A Livorno nasce l'ambizioso progetto di azionariato popolare. Per non lasciare il futuro del club nelle mani di "personaggi senza arte né parte". Un altro calcio è davvero possibile
TMW/TuttoC.com
Aldo Spinelli, Silvio Aimo, Guido Presta. E poi Giorgio Heller, Rosettano Navarra e sicuramente qualche altro che al momento non ricordo. Senza scordare ovviamente Majd Yousif. Sono tanti i nomi di imprenditori che in questi mesi si sono susseguiti attorno, e dentro, al Livorno senza riuscire a far uscire la società labronica da una crisi finanziaria e sportiva che appare destinata - nonostante gli ultimi tentativi di immettere liquidità per evitare penalizzazioni, pagare giocatori, staff e dipendenti vari – al fallimento. Imprenditori che si sono approcciati al Livorno senza conoscerne la piazza, senza capire il rapporto fra squadra e tifosi, mostrandosi inadeguati alla guida oltre che assenti sul piano della programmazione.
E così, in uno dei momenti più bui nella storia del Livorno – e dire che di momenti bui non ne sono certo mancati nel corso di oltre 100 anni di storia –, dalle ceneri di una passione mai realmente spenta nasce un progetto ambizioso legato all’azionariato popolare e al calcio popolare. Il primo in Italia non ha mai sfondato, mentre all’estero è molto diffuso e anche vincente basti pensare che Barcellona, Real Madrid o Bayern Monaco hanno adottato questo modello e continuano a portarlo avanti impedendo che qualcuno (sia un imprenditore o un fondo d’investimento) possa avere la maggioranza assoluta e decidere senza dover rendere conto ai piccoli azionisti-tifosi. Un modello che, come detto, a grandi livelli in Italia non è mai riuscito, ma ha trovato terreno fertile in tante piccole realtà che hanno costruito dal basso – spesso allontanandosi dal grande calcio, nauseati da quel calcio moderno fatto di tv, orari indigesti, plusvalenze fasulle, giochini finanziari e restrizioni sempre più stringenti nei confronti degli ultras – tante piccole/grandi squadre di calcio popolare che disputano i tornei minori (dall’Eccellenza in giù) cercando di trasformare in realtà uno slogan di tanti anni fa come “un altro calcio è possibile”.

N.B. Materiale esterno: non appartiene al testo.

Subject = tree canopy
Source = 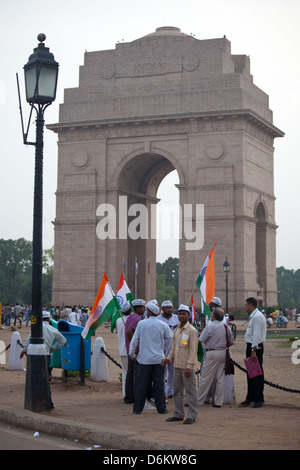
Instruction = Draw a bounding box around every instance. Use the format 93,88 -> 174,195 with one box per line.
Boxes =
0,238 -> 54,305
1,239 -> 299,309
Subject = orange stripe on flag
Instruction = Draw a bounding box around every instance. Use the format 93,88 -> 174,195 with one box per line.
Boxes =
90,272 -> 108,314
205,241 -> 216,304
118,272 -> 125,291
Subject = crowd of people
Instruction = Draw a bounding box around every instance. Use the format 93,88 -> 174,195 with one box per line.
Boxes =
114,295 -> 267,424
1,304 -> 90,329
2,295 -> 275,421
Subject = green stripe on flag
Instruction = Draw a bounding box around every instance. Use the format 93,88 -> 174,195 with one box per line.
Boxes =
85,296 -> 119,341
110,293 -> 134,332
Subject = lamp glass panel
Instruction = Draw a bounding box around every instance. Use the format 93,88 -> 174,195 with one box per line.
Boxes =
25,66 -> 37,101
38,66 -> 57,99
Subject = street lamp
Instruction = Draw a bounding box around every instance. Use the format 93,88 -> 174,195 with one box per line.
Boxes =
223,258 -> 230,314
17,34 -> 59,412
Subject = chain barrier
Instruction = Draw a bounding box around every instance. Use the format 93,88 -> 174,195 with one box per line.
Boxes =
0,344 -> 10,355
231,359 -> 300,394
0,339 -> 23,356
2,339 -> 299,395
100,347 -> 300,395
100,346 -> 122,369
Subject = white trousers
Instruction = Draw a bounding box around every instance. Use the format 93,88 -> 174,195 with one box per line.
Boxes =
198,349 -> 226,407
120,355 -> 128,397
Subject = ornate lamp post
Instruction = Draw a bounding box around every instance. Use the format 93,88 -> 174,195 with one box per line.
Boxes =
18,34 -> 59,412
223,258 -> 230,315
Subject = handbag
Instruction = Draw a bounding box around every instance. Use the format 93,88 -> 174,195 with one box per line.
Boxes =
224,325 -> 234,375
244,356 -> 263,379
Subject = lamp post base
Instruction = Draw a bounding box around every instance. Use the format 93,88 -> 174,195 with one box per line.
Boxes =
24,343 -> 52,412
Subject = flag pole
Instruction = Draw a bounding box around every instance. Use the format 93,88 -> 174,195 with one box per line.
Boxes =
185,276 -> 198,305
135,257 -> 138,298
147,257 -> 150,300
164,336 -> 173,359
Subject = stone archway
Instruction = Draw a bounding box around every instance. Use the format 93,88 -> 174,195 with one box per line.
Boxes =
114,151 -> 180,298
49,26 -> 283,308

Ora il progetto dell’azionariato popolare prova ad alzare l’asticella. Anziché creare dal basso una squadra alternativa che possa aggregare i tanti tifosi del Livorno delusi dagli ultimi anni di gestione della società, il progetto Livorno_popolare punta ad acquistare il club per dargli un futuro diverso, dove non sia un solo uomo – o pochi uomini – a decidere le sorti della squadra e che, una volta stancatosi, la lasci morente. Ma un progetto che metta la comunità livornese al centro del progetto, che dia identità alla squadra e la leghi ancor di più al proprio territorio e alla propria gente. Una gestione collettiva, che permetta a tutti di partecipare ai progetti, alle strategie e alla crescita del club portando ad alti livelli un’idea di calcio che finora, anche per una legislazione carente, ha trovato piede solo nelle serie inferiori.

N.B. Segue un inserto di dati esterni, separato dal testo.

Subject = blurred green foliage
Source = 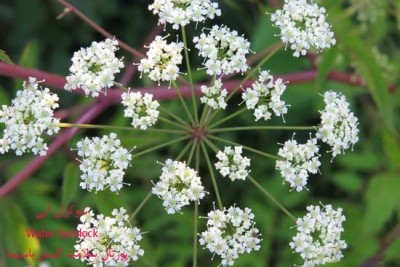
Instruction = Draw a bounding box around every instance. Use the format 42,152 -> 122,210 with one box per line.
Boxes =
0,0 -> 400,267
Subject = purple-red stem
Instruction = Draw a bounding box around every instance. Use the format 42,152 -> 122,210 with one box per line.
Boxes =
0,101 -> 110,198
57,0 -> 143,59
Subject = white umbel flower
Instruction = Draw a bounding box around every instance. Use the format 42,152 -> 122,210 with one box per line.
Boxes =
0,77 -> 60,156
65,38 -> 124,97
138,36 -> 184,84
76,133 -> 132,193
193,25 -> 251,75
75,207 -> 144,267
121,91 -> 160,130
276,136 -> 320,192
199,206 -> 262,266
215,146 -> 251,181
152,159 -> 206,214
200,79 -> 228,109
316,91 -> 359,158
242,70 -> 288,121
290,204 -> 347,267
270,0 -> 336,57
149,0 -> 221,30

“Siamo stanchi che la nostra squadra sia diventato un terreno di conquista di personaggi senza arte né parte che arrivano a Livorno senza uno straccio di progetto e con discutibili capacità manageriali”, ha spiegato uno dei promotori dell’ambizioso progetto, Marco Bruciati. Parole da sottoscrivere e che sembrano aver fatto presa nella piazza livornese visto che in pochi giorni sono oltre 1200 le adesioni al progetto. Solo col passare dei mesi capiremo se questo tentativo di portare l’azionariato popolare nel calcio professionistico riuscirà o meno, se il calcio popolare riuscirà davvero a elevarsi a livelli forse solo sognati. L’auspicio è che il Livorno possa trovare serenità, stabilità e visione per il futuro. Se poi ci riuscirà grazie all’apporto di chi ha davvero a cuore le sorti del club anche meglio. Sarebbe un momento storico, che potrebbe dare un segnale a tutto il mondo del calcio.